Re: [syzbot] KASAN: use-after-free Write in sco_sock_timeout

From: Desmond Cheong Zhi Xi
Date: Sun Aug 29 2021 - 14:34:23 EST


On 29/8/21 10:53 pm, Desmond Cheong Zhi Xi wrote:
On 29/8/21 4:29 pm, Hillf Danton wrote:
On Fri, 27 Aug 2021 15:58:34 +0800 Desmond Cheong Zhi Xi wrote:
On 27/8/21 9:19 am, Hillf Danton wrote:
On Thu, 26 Aug 2021 09:29:24 -0700
syzbot found the following issue on:

HEAD commit:    e3f30ab28ac8 Merge branch 'pktgen-samples-next'
git tree:       net-next
console output: https://syzkaller.appspot.com/x/log.txt?x=13249c96300000
kernel config: https://syzkaller.appspot.com/x/.config?x=ef482942966bf763
dashboard link: https://syzkaller.appspot.com/bug?extid=2bef95d3ab4daa10155b
compiler:       gcc (Debian 10.2.1-6) 10.2.1 20210110, GNU ld (GNU Binutils for Debian) 2.35.1
syz repro: https://syzkaller.appspot.com/x/repro.syz?x=16a29ea9300000

The issue was bisected to:

commit e1dee2c1de2b4dd00eb44004a4bda6326ed07b59
Author: Desmond Cheong Zhi Xi <desmondcheongzx@xxxxxxxxx>
Date:   Tue Aug 10 04:14:10 2021 +0000

      Bluetooth: fix repeated calls to sco_sock_kill

To fix the uaf, grab another hold to sock to make the timeout work safe.

#syz test: git://git.kernel.org/pub/scm/linux/kernel/git/netdev/net-next.git e3f30ab28ac8

--- a/net/bluetooth/sco.c
+++ b/net/bluetooth/sco.c
@@ -190,15 +190,14 @@ static void sco_conn_del(struct hci_conn
      sco_conn_unlock(conn);
      if (sk) {
-        sock_hold(sk);
          lock_sock(sk);
          sco_sock_clear_timer(sk);
          sco_chan_del(sk, err);
          release_sock(sk);
-        sock_put(sk);
          /* Ensure no more work items will run before freeing conn. */
          cancel_delayed_work_sync(&conn->timeout_work);
+        sock_put(sk);

Hi Hillf,

Saw that this passed the reproducer. But on closer inspection, I think what's happening is that sco_conn_del is never run.

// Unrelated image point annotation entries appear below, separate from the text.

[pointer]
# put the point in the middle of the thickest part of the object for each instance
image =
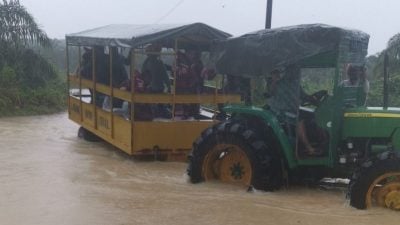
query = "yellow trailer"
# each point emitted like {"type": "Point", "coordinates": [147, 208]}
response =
{"type": "Point", "coordinates": [164, 138]}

So the extra sock_hold prevents a UAF, but that's because now the reference count never goes to 0. In my opinion, something closer to your previous proposal (+ also addressing other calls to __sco_sock_close) where we call cancel_delayed_work_sync after the channel is deleted would address the root cause better.

Just my two cents.


Ok I went back to make a more thorough audit. Even without calling
cancel_delayed_work_sync, sco_sock_timeout should not cause a UAF.

I believe the real issue is that we can allocate a connection twice in
sco_connect. This means that the first connection gets lost and we're
unable to clean it up properly.

Thoughts on this?

#syz test: git://git.kernel.org/pub/scm/linux/kernel/git/netdev/net-next.git e3f30ab28ac8

--- a/net/bluetooth/sco.c
+++ b/net/bluetooth/sco.c
@@ -578,9 +578,6 @@ static int sco_sock_connect(struct socket *sock, struct sockaddr *addr, int alen
addr->sa_family != AF_BLUETOOTH)
return -EINVAL;
- if (sk->sk_state != BT_OPEN && sk->sk_state != BT_BOUND)
- return -EBADFD;
-
if (sk->sk_type != SOCK_SEQPACKET)
return -EINVAL;
@@ -591,6 +588,13 @@ static int sco_sock_connect(struct socket *sock, struct sockaddr *addr, int alen
lock_sock(sk);
+ if (sk->sk_state != BT_OPEN && sk->sk_state != BT_BOUND) {
+ hci_dev_unlock(hdev);
+ hci_dev_put(hdev);
+ err = -EBADFD;
+ goto done;
+ }
+
/* Set destination address and psm */
bacpy(&sco_pi(sk)->dst, &sa->sco_bdaddr);